Dive Brief:
- Massachusetts-based Bootstrap Compost, an organics hauler, is pursuing a unique fundraising model to scale its business. The company recently launched its Bootstrap Bond program, with the goal of eventually raising $750,000.
- Customers can invest small amounts, over a six-year period, at a 6% interest rate. Bootstrap has raised $79,500 so far, which helped fund a part-time marketing position to grow commercial business, a new truck transmission and 100 branded collection containers.
- The company currently operates in multiple Northeast states and is ramping up to service locations such as new schools in Rhode Island (its fastest growing customer base), the CVS headquarters and a Boston Housing Authority complex (supported by a $20,000 grant from the Institute for Local Self-Reliance).
Dive Insight:
The organics recycling sector has seen considerable growth in New England, with companies at a variety of scales serving different customer bases. Bootstrap, founded in 2011, started with a focus on household bucket service but has adapted in recent years as residential programs become more widespread.
Today, the company employs 30 people — 15 drivers, 10 administrators (including its three co-owners) and five warehouse members. It operates out of three service locations to service parts of eastern Massachusetts, southern New Hampshire, Rhode Island and New York’s Hudson Valley. This spans an estimated 4,000 residential accounts, 300 commercial accounts and 80 schools.
Bootstrap partners with regional composters to process the material. It also recently started sending an estimated 2% of overall material to an anaerobic digester in Rhode Island and provides some to farmers for animal feed.
CEO Andy Brooks said the company has been “largely bootstrapped since we started,” with support from a long-term Small Business Administration loan, promissory notes and grants. The bond program, inspired in part by the company Walden Local Meat, was launched to further involve an already engaged customer base.
“It's not a huge moneymaker by any means, but it's not meant to be either. It's meant to give people a vehicle for supporting our work and our growth over a fairly long period of time,” said Brooks. "It's really been a conversation starter.”
The program, which launched in April and is set to wrap its first phase on Sept. 15, has also led to outside interest from other potential partners. According to bond documents, proceeds are intended for a range of working capital needs, debt and other expenditures. The original document also mentioned plans to lease a second small-scale digester from Harp Renewables, but Brooks said the company is not pursuing that and decided to sell its original unit.
The bond program also cited plans for some proceeds to help service environmental justice communities at a discounted rate, including Everett, Massachusetts, where Bootstrap has one of its hauling locations. Bootstrap also aims to continue working with the Boston Housing Authority to grow service after a one-year program at a complex in the Charlestown neighborhood wraps up.
While residential bucket service is still growing in states such as Florida, where organics recycling programs are less developed, Brooks said the market has evolved in some of Bootstraps’s service areas.
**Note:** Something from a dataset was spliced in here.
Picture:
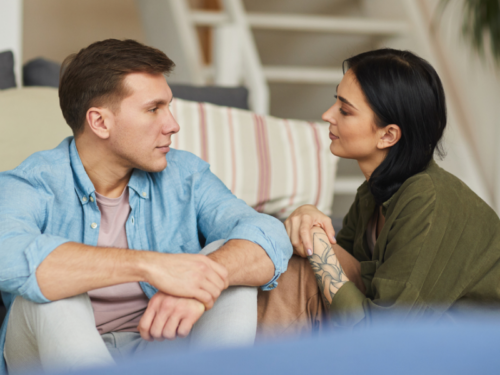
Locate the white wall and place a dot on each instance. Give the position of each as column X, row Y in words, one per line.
column 11, row 32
Some of Massachusetts' larger cities and towns have launched organics recycling programs in recent years, either through a direct contract — such as Boston’s agreement with Garbage to Garden and Save That Stuff — or a preferred vendor approach in which the local government endorses a particular company. Black Earth Compost has been particularly focused on partnering with local governments via the latter strategy.
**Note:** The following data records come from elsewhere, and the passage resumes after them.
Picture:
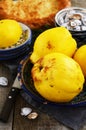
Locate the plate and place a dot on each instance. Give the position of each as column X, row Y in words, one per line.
column 26, row 82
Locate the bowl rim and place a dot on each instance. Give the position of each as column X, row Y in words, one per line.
column 24, row 27
column 67, row 9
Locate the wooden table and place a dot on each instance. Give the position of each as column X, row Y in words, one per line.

Brooks said he’s not a fan of the preferred vendor approach, because in his view it creates a “false narrative” that the endorsed company is the best option when others could still be a good fit for the type of service a given customer wants.
“As much as we like residential, and it's been our bread and butter for so long, the writing's on the wall,” said Brooks. “We're perhaps not the best suited for large-scale residential programs. We're a premium service. We're not inexpensive, and we're not for every community. We're for people who are looking for a clean bucket with zero fuss.”
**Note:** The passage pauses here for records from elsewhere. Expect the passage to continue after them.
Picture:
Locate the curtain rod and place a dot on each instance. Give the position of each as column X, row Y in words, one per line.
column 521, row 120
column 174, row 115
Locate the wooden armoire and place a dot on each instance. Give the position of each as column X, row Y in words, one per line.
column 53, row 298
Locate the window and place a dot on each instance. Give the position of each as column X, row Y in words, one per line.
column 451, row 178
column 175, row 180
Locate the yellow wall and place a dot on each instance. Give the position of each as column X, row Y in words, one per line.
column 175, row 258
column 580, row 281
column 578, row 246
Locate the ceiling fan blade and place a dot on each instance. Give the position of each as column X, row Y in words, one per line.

The Massachusetts Department of Environmental Protection has indicated that a statewide ban on residential organics disposal could be an option in the future, as part of its broader 2030 goals that include cutting food waste disposal in half. In the meantime, the agency is enforcing a disposal ban for certain large commercial or institutional generators and this is seen as a growth area.
While other states in Bootstrap’s service area have adopted related policies — including New York, Rhode Island and soon New Hampshire — their enforcement and efficacy varies. A recent study published in Science, and first reported by Bloomberg, found that Massachusetts’ policy has been most effective to date.
Local organics haulers say that even with these policies in place there is still a need for marketing to gain new customers and for quality customer service to keep them. The waste industry’s largest haulers are still not heavily competing in this area, with the exception of states such as Vermont or California that have universal organics recycling policies, so this leaves room for others to grow. And as the market evolves, Brooks expects there will be a role for companies of all sizes.
"In order to really make composting ubiquitous, you're going to have to lean on a collective effort from many different stakeholders, from small hyperlocal community compost companies using bikes to more conventional dump trucks to something in between,” said Brooks. "I think that we have found a niche and a specialty in our approach and in our execution that I'm confident that Bootstrap will be around for decades to come."